求婚理由を聞かれたので答えた。自分の気持ちを口にするのはとても怖い。彼女に断られたくない。怖い。でも、求婚なのだから誠実に対応しなければ。私の理由に呆れるだろうか?でも、私はあなたしか触れない。あなたに初めて触れた時から、ずっと触れたいと思っている。

彼女から触れてくれた。私の手に。頬に。ずっと願っていたことが叶った。私の手を黙って受け入れてくれた。そして、そして、彼女の口から婚姻を望まれた。
彼女は悲しそうな顔をしていた。同情で構わない。あなたに触れられるなら。

彼女を抱きしめた。柔らかくて温かくて、触れた手と同じだった。ああ、この高鳴りを、充足を、なんとすれば。喉が詰まって声が出ない。
名を告げると私の名を呼んだ。彼女の声が私の名を形作り、私はそれを聞き、味わった。本当にこの幸福が私のものだろうか?夢ではなく?

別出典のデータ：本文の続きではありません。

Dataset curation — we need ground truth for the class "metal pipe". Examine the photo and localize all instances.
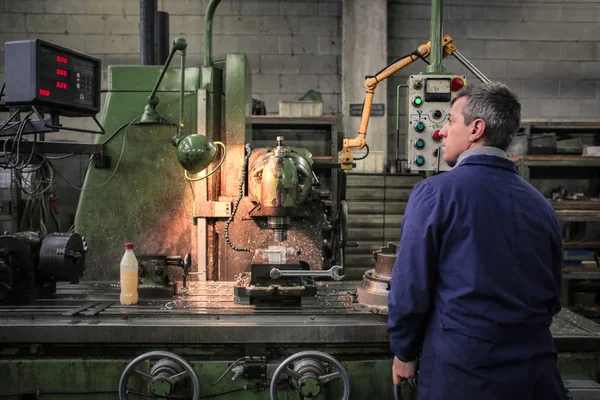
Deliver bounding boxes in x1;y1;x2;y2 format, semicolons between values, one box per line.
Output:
452;50;491;83
177;47;186;138
427;0;444;73
140;0;157;65
154;11;169;65
204;0;221;67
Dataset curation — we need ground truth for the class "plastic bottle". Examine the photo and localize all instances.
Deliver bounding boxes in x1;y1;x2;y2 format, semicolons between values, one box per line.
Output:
121;243;138;305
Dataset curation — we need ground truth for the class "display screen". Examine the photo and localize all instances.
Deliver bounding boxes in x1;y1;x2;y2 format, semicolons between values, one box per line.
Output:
0;39;101;117
425;79;450;93
425;78;452;103
38;44;99;106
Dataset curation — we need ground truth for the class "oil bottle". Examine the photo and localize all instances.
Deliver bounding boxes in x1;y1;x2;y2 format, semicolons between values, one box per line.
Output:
121;243;138;305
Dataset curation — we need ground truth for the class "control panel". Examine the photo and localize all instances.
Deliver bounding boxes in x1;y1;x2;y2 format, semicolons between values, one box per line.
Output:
406;74;466;172
4;39;101;117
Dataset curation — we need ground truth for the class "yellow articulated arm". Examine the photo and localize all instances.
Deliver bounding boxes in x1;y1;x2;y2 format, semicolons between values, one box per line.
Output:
339;35;456;170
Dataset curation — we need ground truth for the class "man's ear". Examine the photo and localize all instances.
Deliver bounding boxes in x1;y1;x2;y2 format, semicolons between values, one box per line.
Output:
469;118;485;142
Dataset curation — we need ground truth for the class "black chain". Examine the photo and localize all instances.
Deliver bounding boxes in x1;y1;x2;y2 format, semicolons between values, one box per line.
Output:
225;143;252;253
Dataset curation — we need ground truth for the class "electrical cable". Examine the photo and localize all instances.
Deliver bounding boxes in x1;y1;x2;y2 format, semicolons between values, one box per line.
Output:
0;110;21;131
46;153;75;160
213;357;246;386
225;143;252;253
354;143;369;161
46;117;140;192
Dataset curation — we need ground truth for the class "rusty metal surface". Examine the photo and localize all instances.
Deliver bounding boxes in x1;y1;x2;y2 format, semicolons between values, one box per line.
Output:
216;197;324;281
0;281;600;351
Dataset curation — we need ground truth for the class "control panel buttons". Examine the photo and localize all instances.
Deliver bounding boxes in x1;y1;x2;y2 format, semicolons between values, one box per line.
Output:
450;76;465;92
415;121;425;133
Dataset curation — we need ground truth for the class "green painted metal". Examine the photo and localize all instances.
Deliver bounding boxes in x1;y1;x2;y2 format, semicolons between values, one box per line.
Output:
427;0;444;73
75;66;200;280
140;38;187;123
177;134;218;174
221;54;252;198
261;156;298;211
0;357;392;400
204;0;221;67
0;354;599;400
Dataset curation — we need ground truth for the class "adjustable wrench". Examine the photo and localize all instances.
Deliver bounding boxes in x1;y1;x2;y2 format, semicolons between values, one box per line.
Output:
269;265;345;281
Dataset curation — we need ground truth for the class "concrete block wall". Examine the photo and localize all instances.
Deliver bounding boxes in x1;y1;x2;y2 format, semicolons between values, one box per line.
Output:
387;0;600;162
0;0;342;131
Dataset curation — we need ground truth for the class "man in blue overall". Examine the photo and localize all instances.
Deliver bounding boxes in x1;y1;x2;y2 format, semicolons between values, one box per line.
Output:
388;83;566;400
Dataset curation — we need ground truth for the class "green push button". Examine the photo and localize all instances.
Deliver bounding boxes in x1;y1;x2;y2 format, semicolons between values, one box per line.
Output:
415;139;425;150
415;156;425;167
415;121;425;133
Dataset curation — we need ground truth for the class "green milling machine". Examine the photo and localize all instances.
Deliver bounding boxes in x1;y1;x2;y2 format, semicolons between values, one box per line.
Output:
0;0;600;400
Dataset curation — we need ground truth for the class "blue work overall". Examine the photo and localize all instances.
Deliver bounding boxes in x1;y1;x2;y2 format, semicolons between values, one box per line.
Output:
388;155;566;400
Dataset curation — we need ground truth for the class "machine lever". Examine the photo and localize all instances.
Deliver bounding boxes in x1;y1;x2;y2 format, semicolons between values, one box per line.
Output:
270;265;345;281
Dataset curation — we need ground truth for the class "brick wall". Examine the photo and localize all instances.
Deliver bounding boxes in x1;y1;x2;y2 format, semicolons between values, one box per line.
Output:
388;0;600;161
0;0;341;119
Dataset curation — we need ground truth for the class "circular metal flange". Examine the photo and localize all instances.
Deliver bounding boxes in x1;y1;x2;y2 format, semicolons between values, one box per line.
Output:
269;350;350;400
119;351;200;400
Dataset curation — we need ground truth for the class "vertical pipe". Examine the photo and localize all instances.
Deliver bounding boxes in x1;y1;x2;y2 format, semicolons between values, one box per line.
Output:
204;0;221;67
427;0;444;72
140;0;157;65
154;11;169;65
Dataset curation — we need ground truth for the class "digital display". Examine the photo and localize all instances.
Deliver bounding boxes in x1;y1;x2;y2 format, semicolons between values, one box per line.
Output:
425;78;452;103
4;39;101;117
425;79;450;93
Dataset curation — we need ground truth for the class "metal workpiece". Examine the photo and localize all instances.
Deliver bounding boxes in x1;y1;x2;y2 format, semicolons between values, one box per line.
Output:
270;265;344;281
356;243;398;314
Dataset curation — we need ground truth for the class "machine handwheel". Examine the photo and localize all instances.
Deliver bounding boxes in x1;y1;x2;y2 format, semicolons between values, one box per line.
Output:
119;351;200;400
270;350;350;400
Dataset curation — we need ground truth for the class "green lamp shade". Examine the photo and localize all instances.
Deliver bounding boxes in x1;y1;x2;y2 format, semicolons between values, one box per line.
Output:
177;133;218;174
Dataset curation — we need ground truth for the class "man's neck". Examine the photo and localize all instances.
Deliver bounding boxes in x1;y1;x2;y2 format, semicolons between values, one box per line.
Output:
456;146;506;166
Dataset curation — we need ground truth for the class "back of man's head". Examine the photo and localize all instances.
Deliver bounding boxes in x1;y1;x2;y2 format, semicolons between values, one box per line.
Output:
453;82;521;150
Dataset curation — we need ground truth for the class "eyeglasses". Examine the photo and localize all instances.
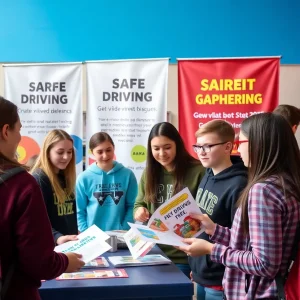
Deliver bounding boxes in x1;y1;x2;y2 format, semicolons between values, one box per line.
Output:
234;140;249;148
193;142;228;153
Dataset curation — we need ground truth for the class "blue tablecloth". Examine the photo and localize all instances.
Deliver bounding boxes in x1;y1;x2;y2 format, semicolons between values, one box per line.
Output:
39;247;194;300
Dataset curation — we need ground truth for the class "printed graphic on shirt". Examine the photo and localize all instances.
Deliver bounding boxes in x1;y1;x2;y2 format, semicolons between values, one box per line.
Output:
156;184;174;203
93;183;124;206
53;190;75;216
196;188;219;216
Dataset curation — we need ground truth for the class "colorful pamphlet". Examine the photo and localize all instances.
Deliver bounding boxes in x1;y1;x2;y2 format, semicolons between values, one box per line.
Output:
124;188;204;258
56;269;128;280
54;225;111;263
108;254;172;267
105;230;128;249
82;256;109;269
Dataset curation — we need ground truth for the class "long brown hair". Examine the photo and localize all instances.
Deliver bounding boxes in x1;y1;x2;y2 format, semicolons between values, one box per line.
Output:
237;113;300;234
145;122;201;203
31;129;76;203
0;96;21;174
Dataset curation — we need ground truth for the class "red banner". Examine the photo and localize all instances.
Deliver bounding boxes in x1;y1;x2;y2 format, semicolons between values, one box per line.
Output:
178;57;280;157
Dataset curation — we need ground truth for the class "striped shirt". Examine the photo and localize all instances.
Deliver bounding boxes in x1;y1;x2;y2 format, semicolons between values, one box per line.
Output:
211;179;300;300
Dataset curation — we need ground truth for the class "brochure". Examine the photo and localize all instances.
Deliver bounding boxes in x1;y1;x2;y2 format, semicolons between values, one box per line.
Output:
108;254;172;267
54;225;111;263
56;269;128;280
82;256;109;269
124;223;155;258
105;230;128;249
124;188;204;258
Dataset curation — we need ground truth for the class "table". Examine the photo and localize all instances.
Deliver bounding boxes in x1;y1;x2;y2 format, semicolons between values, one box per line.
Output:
39;246;194;300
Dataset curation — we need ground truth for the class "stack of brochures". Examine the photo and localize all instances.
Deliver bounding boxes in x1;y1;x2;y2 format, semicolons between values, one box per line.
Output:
56;269;128;280
82;256;109;269
108;254;172;267
124;188;204;258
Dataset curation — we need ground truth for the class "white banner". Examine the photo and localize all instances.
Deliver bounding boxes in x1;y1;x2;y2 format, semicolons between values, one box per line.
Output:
4;63;83;173
86;59;169;181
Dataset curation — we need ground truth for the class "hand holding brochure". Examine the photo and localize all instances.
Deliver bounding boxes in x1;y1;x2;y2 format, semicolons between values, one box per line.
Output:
54;225;111;263
124;188;204;258
108;254;172;267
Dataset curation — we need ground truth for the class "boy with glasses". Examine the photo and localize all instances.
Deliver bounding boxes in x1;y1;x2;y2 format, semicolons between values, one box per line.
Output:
189;120;247;300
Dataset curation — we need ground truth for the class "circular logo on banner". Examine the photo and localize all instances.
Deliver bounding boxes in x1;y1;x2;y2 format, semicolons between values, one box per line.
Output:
17;135;40;164
71;134;83;164
131;145;147;163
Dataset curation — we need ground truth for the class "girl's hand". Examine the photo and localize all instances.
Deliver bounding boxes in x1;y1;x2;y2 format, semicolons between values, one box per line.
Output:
56;235;78;245
134;207;150;223
176;238;214;256
190;214;217;235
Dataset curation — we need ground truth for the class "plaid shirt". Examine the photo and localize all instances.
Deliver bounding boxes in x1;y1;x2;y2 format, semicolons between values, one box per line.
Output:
211;179;300;300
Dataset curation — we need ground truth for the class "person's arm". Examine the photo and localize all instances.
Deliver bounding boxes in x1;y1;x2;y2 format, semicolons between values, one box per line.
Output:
121;172;137;230
14;181;68;280
76;177;88;232
32;173;63;244
210;183;247;246
210;224;231;246
211;184;282;278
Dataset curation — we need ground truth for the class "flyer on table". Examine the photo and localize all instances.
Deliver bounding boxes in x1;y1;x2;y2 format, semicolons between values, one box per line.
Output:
54;225;111;263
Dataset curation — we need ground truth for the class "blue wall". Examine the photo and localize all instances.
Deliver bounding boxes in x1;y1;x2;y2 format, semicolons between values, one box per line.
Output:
0;0;300;64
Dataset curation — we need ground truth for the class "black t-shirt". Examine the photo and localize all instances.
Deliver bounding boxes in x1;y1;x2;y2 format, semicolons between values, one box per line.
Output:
32;169;78;243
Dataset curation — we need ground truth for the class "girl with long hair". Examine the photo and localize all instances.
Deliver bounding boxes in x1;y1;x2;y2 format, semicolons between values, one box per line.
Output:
31;129;78;245
0;97;84;300
180;113;300;300
134;122;205;277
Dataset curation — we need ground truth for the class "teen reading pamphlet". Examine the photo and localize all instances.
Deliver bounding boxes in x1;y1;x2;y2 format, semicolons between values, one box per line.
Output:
124;188;203;258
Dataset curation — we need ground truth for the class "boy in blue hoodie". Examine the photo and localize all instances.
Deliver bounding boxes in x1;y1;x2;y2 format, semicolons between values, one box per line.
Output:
76;132;137;232
189;120;247;300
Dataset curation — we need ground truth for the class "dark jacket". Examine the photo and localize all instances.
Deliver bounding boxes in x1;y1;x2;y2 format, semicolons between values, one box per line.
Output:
189;156;247;286
0;172;68;300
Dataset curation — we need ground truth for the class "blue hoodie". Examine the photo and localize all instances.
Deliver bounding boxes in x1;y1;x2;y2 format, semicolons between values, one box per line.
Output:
76;161;137;232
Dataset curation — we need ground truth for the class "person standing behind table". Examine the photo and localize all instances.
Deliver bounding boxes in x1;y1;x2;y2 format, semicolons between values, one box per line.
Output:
189;120;247;300
31;129;78;245
134;122;205;277
180;113;300;300
76;132;137;232
0;97;84;300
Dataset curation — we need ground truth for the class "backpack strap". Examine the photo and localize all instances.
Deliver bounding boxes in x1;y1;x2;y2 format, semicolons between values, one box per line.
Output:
0;167;26;300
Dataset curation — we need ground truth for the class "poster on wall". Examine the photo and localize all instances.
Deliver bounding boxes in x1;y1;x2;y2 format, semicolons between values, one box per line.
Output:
178;57;280;157
86;58;169;180
4;63;83;173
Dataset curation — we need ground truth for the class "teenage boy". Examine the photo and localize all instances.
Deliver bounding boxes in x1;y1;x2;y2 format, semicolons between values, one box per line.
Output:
273;104;300;134
189;120;247;300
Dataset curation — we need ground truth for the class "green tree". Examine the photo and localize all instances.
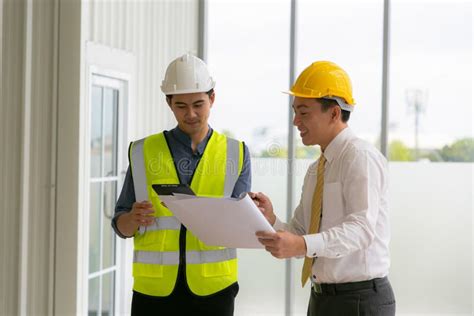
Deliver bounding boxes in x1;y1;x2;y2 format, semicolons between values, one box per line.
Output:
440;138;474;162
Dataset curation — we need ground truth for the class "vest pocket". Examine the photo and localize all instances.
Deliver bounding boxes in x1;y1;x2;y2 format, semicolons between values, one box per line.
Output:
133;262;163;278
201;261;231;278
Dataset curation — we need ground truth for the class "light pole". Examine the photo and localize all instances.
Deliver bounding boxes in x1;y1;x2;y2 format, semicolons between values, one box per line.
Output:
405;89;428;161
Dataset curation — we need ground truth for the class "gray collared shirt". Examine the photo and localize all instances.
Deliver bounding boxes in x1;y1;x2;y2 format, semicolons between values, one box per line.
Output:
112;127;252;238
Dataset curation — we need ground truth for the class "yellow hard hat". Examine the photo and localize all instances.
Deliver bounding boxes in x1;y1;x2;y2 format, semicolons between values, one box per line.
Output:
287;61;355;111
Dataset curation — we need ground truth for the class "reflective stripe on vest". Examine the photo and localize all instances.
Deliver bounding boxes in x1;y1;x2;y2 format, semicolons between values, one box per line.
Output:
129;132;244;297
133;248;237;265
146;216;181;232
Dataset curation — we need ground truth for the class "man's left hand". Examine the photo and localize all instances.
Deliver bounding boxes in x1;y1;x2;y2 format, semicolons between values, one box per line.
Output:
256;231;306;259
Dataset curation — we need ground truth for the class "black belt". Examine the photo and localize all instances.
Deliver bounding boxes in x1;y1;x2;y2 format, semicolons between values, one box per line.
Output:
312;277;388;295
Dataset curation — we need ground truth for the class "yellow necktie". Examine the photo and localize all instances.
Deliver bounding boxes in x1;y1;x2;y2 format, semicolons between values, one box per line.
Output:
301;154;326;287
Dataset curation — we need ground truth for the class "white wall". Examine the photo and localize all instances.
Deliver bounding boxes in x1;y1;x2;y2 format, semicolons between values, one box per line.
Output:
0;0;198;315
0;0;56;315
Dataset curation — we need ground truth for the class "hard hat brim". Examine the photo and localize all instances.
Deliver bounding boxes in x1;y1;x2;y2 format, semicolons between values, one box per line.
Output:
282;91;355;112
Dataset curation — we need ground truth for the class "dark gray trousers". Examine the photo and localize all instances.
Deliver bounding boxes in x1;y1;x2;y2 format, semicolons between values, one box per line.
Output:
308;277;395;316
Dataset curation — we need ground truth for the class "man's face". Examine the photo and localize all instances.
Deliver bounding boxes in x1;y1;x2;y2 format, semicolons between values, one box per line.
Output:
168;92;214;135
293;97;333;149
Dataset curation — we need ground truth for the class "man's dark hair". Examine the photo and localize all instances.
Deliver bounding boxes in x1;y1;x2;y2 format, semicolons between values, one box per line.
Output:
166;88;214;101
316;98;351;123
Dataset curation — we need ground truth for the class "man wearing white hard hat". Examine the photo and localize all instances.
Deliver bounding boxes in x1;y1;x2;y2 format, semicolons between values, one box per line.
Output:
112;54;251;315
250;61;395;316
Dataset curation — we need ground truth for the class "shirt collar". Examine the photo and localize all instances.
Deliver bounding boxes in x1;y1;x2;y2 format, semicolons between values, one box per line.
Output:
170;126;212;155
323;127;354;163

彼女の夫にも認めてもらった。ヘルブラオはあとでいい。

そのあとは呼ばれなかった。ずっと待っているのに。明日を待って、また失望した。一日が長かった。夢だった?でも指輪はない。彼女の指にあるはず。飛んで行きたいのに行けない。婚約者になっても夫がいないと会ってはいけない。突然会いに行って彼女に失望されたくない。
悩んでいるとヘルブラオに伝言を頼まれた。彼女に会いに行ける。嬉しい。嬉しい。嬉しくて、すぐに飛ぶと彼女は驚いていた。
嬉しかったのに、呼ばれないことを言ってしまった。でも、ずっと待っていた。会いたいのは私だけで、彼女はそうでないことが当たり前なのに悲しい。
でも、抱きしめてくれた。夢ではなく、本当に、本当に私を抱きしめてくれる人がいた。

とうとう、ヘルブラオに話した。彼女が決めたことだから、ヘルブラオは諦めたようだ。そう、私との婚姻は彼女の意思でもある。震えるほど嬉しい。
これ以上、彼女に夫はいらない。私が最後の夫であるように努力しよう。

すぐにでも婚姻して彼女の夫になりたい。夢と消える前に、彼女の指に私を刻み付けたい。でも、できなかった。私とは違って、彼女は私をすぐにと望んでいるわけではない。

彼女をヘルブラオの部屋へ送る。あいつは彼女の夫だ。これから彼女と寝るのだろう。辛い辛い辛い辛い。なぜ、彼女を他の夫の元へ送らなくてはいけないのか。
私が彼女を抱けるのはいつになる?彼女に触れられるのは?

こんな苦しみはなかった。求婚までは思わなかった。やっと、受け入れてもらったのに、もっと苦しい。彼女を奪いたい。私に好意的だから、彼女に懇願したら叶えられるだろうか。
なんてことを、何てことを考えた!彼女を傷つけるなんて。
違う、慈悲を願うだけだ。慈悲を。
助けて欲しい。助けて。彼女に願う。